Finally, we quantify the information loss that comes with the tokenization by training multi-class classifiers to distinguish between the ten jet types present in the dataset. The classifiers are trained once with the original inputs, and once with the inputs after undergoing tokenization and subsequent reconstruction back into physical space. This procedure allows a direct comparison of how the loss in resolution affects reconstruction performance. We utilize two standard classifier architectures: DeepSets Zaheer et al. (2018); Komiske et al. (2019) (i.e. without particle interactions) and Transformer Vaswani et al. (2017); Shleifer et al. (2021) (i.e. with particle interactions) and perform this study for four different codebook sizes from 512 to 8192 tokens for the conditional tokenization approach. Details about the classifier trainings can be found in subsection A.2. Note that this approach is similar in spirit to the classifier metric proposed in Krause and Shih (2023); Das et al. (2023) but tests a multi-class classifier trained on these samples individually, as opposed to judging how well a classifier might distinguish original and reconstructed samples. This is necessary as e.g. points at fixed positions would be distinguishable from the original with close to perfect accuracy, rendering the test less useful.

The resulting classifier accuracy for the two different architectures is shown in Figure 5. As seen in previous studies of resolution, we observe an increase of token quality as we increase the size of the VQ-VAE codebook. Furthermore, we see that the classifier performance starts to plateau with codebook sizes larger than 4096. However, even at the largest codebook size, a gap to the performance on original particles remains, motivating future work into building more accurate tokenization schemes.

For the remaining studies we will utilize a codebook size of 8192 with conditional tokens as this leads to the overall best performance and fidelity.

III.2 Jet generation

After training the transformer backbone with the generative head, it can be used for autoregressive generation as described in subsection II.3. The model was trained on three separate datasets: $t\to bqq^{\prime}$ only, $q/g$ only, and $q/g$ and $t\to bqq^{\prime}$ combined. This section will describe the combined version, since this is the model that is used for transfer learning. For a discussion of single-jet type generative results, including a comparison to the EPiC-FM method of Birk et al. (2023), see appendix Appendix C. 48 000 events were generated from the combined model. These events contain tokens, which are then decoded back to physical space using the VQ-VAE decoder.

A comparison to reconstructed JetClass tokens can be seen in Figure 6. We observe that in general the model is able to match the truth level tokens well. We note that the tail of the $p_{\mathrm{T}}$ spectrum of both the generated constituents and the reconstructed JetClass tokens contains bumps distributed around discrete values, which is consistent with our inspection of the reconstruction space shown in Figure 3.

In order to quantify the performance, a classifier test (see subsection A.5 for details) is performed to distinguish generated events from reconstructed JetClass tokens. The test results in an AUC score of 0.54.

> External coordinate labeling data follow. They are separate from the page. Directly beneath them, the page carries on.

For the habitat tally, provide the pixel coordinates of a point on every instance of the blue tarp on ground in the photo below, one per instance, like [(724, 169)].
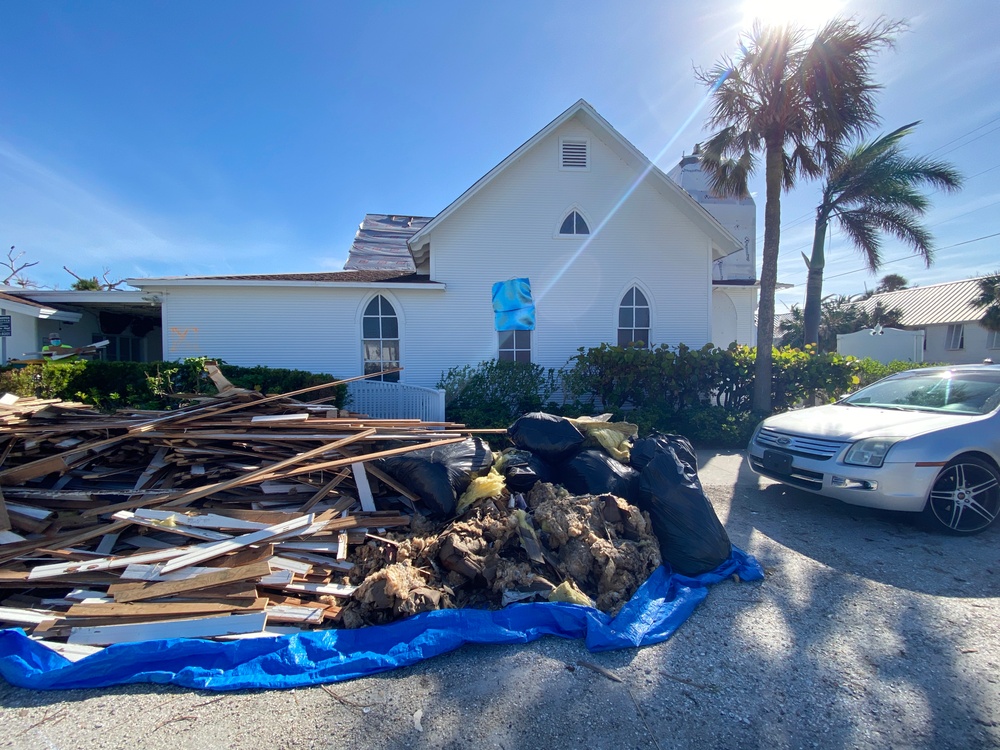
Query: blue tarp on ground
[(652, 615)]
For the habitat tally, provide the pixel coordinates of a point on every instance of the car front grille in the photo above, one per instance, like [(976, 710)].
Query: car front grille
[(797, 445), (807, 480)]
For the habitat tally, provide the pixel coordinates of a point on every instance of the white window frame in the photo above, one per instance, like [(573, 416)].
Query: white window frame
[(394, 304), (954, 339), (515, 335), (648, 306), (115, 342), (585, 142), (566, 214)]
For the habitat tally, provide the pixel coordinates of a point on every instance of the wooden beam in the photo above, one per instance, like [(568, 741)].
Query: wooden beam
[(205, 627), (154, 609), (231, 545), (145, 591)]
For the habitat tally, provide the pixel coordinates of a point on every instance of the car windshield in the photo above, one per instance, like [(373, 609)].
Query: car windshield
[(955, 391)]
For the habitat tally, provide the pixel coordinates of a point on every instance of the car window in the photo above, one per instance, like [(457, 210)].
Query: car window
[(957, 392)]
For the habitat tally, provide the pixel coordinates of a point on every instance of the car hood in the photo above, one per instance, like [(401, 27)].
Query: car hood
[(835, 421)]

III.3 Transfer learning from generation to classification

To evaluate the ability of the model to generalize from generating jets to classifying them, we focus on the task of hadronic top quark tagging Kasieczka et al. (2019a), i.e. distinguishing $t\to bqq^{\prime}$ and $q/g$ jets on the JetClass Qu et al. (2022b) dataset. For this test, the Next-token prediction head is replaced by a Classification head while the transformer backbone is retained. We compare three training strategies: training the full architecture with randomly initialized weights (termed from scratch) which does not use transfer-learning and corresponds to the baseline, and two versions of fine-tuning the model obtained in the generative training step. In the Fine-tuning run, both the pre-trained backbone weights and the randomly initialized classification task head weights are allowed to float in the training, while in Fine-tuning (backbone fixed) only the classification task head is allowed to change.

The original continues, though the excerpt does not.